By 1997, Karikó was spending hours at the office’s Xerox machine, photocopying scientific journals to take home for reading. It was a fateful meeting by a photocopier that turbocharged Karikó‘s career. There she met Dr. Drew Weissman, an immunologist who was working on an anti-HIV vaccine. The duo started collaborating and writing grants. “We didn’t get most of them. People were not interested in mRNA. The people who reviewed the grants said mRNA will not be a good therapeutic, so don’t bother”, Weissman said.
The stumbling block, as Karikó’s many grant rejections pointed out, was that injecting synthetic mRNA typically led to that vexing immune response: the body sensed a chemical intruder and went to war. Every strand of mRNA is made up of four molecular building blocks called nucleosides[1]. In its altered, synthetic form, one of those building blocks was throwing everything off by signaling the immune system, very much like a misaligned wheel on a car. The pair of researchers soon worked out why: the synthetic mRNA was arousing a series of immune sensors known as toll-like receptors, which act as first responders to danger signals from pathogens.

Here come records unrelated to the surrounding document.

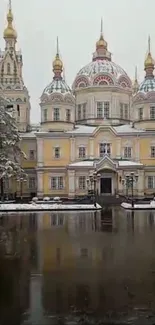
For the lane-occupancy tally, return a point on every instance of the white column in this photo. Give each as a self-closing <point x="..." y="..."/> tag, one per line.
<point x="40" y="189"/>
<point x="118" y="148"/>
<point x="40" y="153"/>
<point x="71" y="183"/>
<point x="91" y="148"/>
<point x="137" y="149"/>
<point x="72" y="143"/>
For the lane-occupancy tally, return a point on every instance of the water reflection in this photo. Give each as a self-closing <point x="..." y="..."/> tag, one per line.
<point x="54" y="263"/>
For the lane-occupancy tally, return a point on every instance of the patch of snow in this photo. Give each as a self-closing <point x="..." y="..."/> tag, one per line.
<point x="127" y="129"/>
<point x="128" y="206"/>
<point x="48" y="207"/>
<point x="84" y="163"/>
<point x="83" y="129"/>
<point x="123" y="163"/>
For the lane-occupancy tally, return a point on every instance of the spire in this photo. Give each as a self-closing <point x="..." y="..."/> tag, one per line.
<point x="102" y="47"/>
<point x="57" y="64"/>
<point x="9" y="32"/>
<point x="135" y="83"/>
<point x="149" y="62"/>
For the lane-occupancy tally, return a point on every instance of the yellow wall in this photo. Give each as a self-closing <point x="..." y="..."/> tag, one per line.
<point x="48" y="152"/>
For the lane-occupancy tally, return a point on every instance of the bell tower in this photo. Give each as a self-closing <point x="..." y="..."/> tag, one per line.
<point x="11" y="79"/>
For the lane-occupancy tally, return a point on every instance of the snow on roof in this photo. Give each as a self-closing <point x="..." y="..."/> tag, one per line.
<point x="28" y="135"/>
<point x="90" y="163"/>
<point x="84" y="163"/>
<point x="123" y="163"/>
<point x="82" y="129"/>
<point x="127" y="129"/>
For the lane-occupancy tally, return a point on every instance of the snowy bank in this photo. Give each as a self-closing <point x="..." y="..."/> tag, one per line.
<point x="128" y="206"/>
<point x="48" y="207"/>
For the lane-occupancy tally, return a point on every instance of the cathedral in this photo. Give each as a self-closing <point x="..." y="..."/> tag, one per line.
<point x="103" y="125"/>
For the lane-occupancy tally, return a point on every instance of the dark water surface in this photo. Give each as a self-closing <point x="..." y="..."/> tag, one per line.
<point x="77" y="268"/>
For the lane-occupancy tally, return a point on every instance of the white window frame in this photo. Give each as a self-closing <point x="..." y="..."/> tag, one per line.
<point x="32" y="156"/>
<point x="152" y="149"/>
<point x="57" y="182"/>
<point x="99" y="110"/>
<point x="127" y="152"/>
<point x="152" y="113"/>
<point x="32" y="183"/>
<point x="56" y="114"/>
<point x="82" y="152"/>
<point x="104" y="149"/>
<point x="57" y="152"/>
<point x="82" y="182"/>
<point x="151" y="182"/>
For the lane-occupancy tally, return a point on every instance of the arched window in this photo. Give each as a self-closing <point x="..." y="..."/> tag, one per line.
<point x="8" y="68"/>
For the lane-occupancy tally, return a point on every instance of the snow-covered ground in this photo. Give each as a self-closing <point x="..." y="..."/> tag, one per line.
<point x="128" y="206"/>
<point x="48" y="207"/>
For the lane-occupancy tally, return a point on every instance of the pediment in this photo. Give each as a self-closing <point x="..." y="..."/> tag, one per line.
<point x="106" y="163"/>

“The solution, Karikó and Weissman discovered, was the biological equivalent of swapping out a tire”, the journalists Damian Garde and Jonathan Saltzman wrote for the science website Stat. In 2005, Karikó and Weissman reported that rearranging the chemical bonds on one of mRNA’s nucleosides, uridine, to create an analogue called pseudouridine, seemed to stop the body identifying the mRNA as an enemy. So, by replacing a specific nucleoside with a slightly tweaked version, Karikó and Weissman created a hybrid mRNA that could sneak its way into cells without alerting the body’s defenses. Thus, after a decade of trial and error, Karikó and Weissman discovered a remedy for mRNA’s Achilles’ heel, which allowed synthetic RNA to bypass the body’s immune system. “That was a key discovery”, said Dr. Norbert Pardi, an assistant professor of medicine at Penn and frequent collaborator. “Karikó and Weissman figured out that if you incorporate modified nucleosides into mRNA, you can kill two birds with one stone”.

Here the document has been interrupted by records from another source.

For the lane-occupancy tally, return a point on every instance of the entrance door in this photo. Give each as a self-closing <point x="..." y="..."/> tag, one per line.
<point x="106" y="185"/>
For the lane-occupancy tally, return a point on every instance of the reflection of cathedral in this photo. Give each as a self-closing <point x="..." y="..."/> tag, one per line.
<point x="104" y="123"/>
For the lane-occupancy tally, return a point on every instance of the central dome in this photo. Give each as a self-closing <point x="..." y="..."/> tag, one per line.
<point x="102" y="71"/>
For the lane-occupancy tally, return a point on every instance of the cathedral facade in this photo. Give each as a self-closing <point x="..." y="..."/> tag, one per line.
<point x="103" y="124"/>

Their discovery, described in a series of scientific papers starting in 2005, largely flew under the radar at first, said Weissman; however, it offered absolution to the mRNA researchers who had kept the faith during the technology’s lean years. And it was the starter pistol for the vaccine sprint to come.
However, the studies by Dr. Karikó and Dr. Weissman caught the attention of some key scientists: Dr. Derrick Rossi, a Canadian stem cell biologist, and Dr. Uğur Şahin and Dr. Özlem Türeci, a married team of researchers of Turkish origin established in Germany, who have long been interested in immunotherapy. Rossi will later help found Moderna, while Şahin and Türeci will found BioNTech. Not only did Rossi recognize Karikó and Weissman‘s discovery as groundbreaking, he now believes they deserve the Nobel Prize in chemistry. “If anyone asks me whom to vote for some day down the line, I would put them front and center”, he said. “That fundamental discovery is going to go into medicines that help the world”, he added.
When trials found the BioNTech-Pfizer coronavirus vaccine to be safe and 95 percent effective in November 2020, Karikó‘s first reaction was a sense of “redemption”, she told The Daily Telegraph. Despite this triumph after her long struggle, Karikó said she is waiting for mass vaccinations to eradicate the virus’s threat. “Then, I will really be celebrating”, she told CNN.
Figure 1: Dr. Katalin Karikó and Dr. Drew Weissman invented the mRNA technology for the Covid-19 vaccines produced by BioNTech and Moderna.